Se rendre en week-end à Champignac, cela se mérite. Entre le terminus du tram et la grille du domaine, il y a une bonne marche d’au moins une demi-heure, que j’ai indûment doublée ce matin en testant un autre itinéraire proposé par le logiciel de plan. Un parcours champêtre croisant poste d’observation extraterrestre, forêt, près, vignes, plusieurs ruisseaux (dont l’un portant le nom assez extravagant de Rouille de Petrus-Bourbon), une mare et quelques vertes collines, dans de bonnes senteurs d’humus ou de sable. Je fus tout de même soulagé de retrouver l’allée de Champignac et le sifflement des buses.

#5039

Période estivale, propice aux lectures documentaires. Tout en poursuivant ma découverte amusée et plaisante de Ngaio Marsh, dont j’entends bien lire les 32 romans policiers, j’ai repris L’Affaire Saint Fiacre de Simenon car la nouvelle en cours s’en reflète en partie, et surtout je cogite à ce que je pourrais écrire ensuite, l’été prochain. Un roman autonome dans l’univers de Bodichiev mais sans ce dernier ? Reprendre mon vieux projet de roman choral sur Bordeaux dans les années 1980 ? Essayer de mixer / transformer les deux ? Pour ambiances je lis du Eugène Dabit et du Francis Carco, deux de mes écrivains urbains favoris.

#5038

À considérer le paysage entre, disons, Tours et Angoulême par le chemin de fer, l’on serait tenté de supposer qu’il n’y a guère en ce pays que de vertes forêts, percées de nombreux cours d’eau de même couleur.

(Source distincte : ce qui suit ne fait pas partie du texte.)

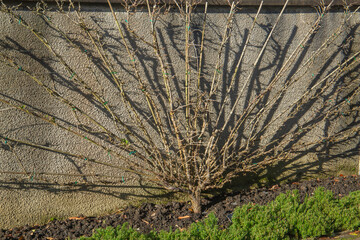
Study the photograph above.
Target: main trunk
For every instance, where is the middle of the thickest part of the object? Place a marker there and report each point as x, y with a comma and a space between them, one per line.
196, 201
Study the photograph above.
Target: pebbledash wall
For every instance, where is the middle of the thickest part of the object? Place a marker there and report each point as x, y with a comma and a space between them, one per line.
29, 200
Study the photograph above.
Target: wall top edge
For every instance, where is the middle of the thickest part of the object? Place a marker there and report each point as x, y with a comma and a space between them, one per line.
226, 2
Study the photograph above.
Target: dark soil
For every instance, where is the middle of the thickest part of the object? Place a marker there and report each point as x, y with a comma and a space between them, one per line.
177, 215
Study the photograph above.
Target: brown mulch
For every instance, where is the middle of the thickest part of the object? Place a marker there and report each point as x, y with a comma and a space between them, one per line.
178, 214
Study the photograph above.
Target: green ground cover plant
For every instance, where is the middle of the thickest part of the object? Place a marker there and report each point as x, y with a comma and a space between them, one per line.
284, 218
192, 126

Çà et là des champs blonds de leurs blés fraîchement fauchés viennent proposer une note agricole, ou des prairies pommelées de petits arbres.

#5037

[Week-end] Pins, fougères et bruyères : les futaies de mes souvenirs d’enfance, la forêt domaniale de Chinon. / Forêt alluviale de Bois chétif. Un paysage de chênes torves et de frênes fiers et droits la tête haute, en groupes de sentinelles murmurantes ou en files immobiles qui attendent le retour de l’eau, non loin d’un scintillement de Loire. La perspective verte des sentiers et la rousseur des vaches.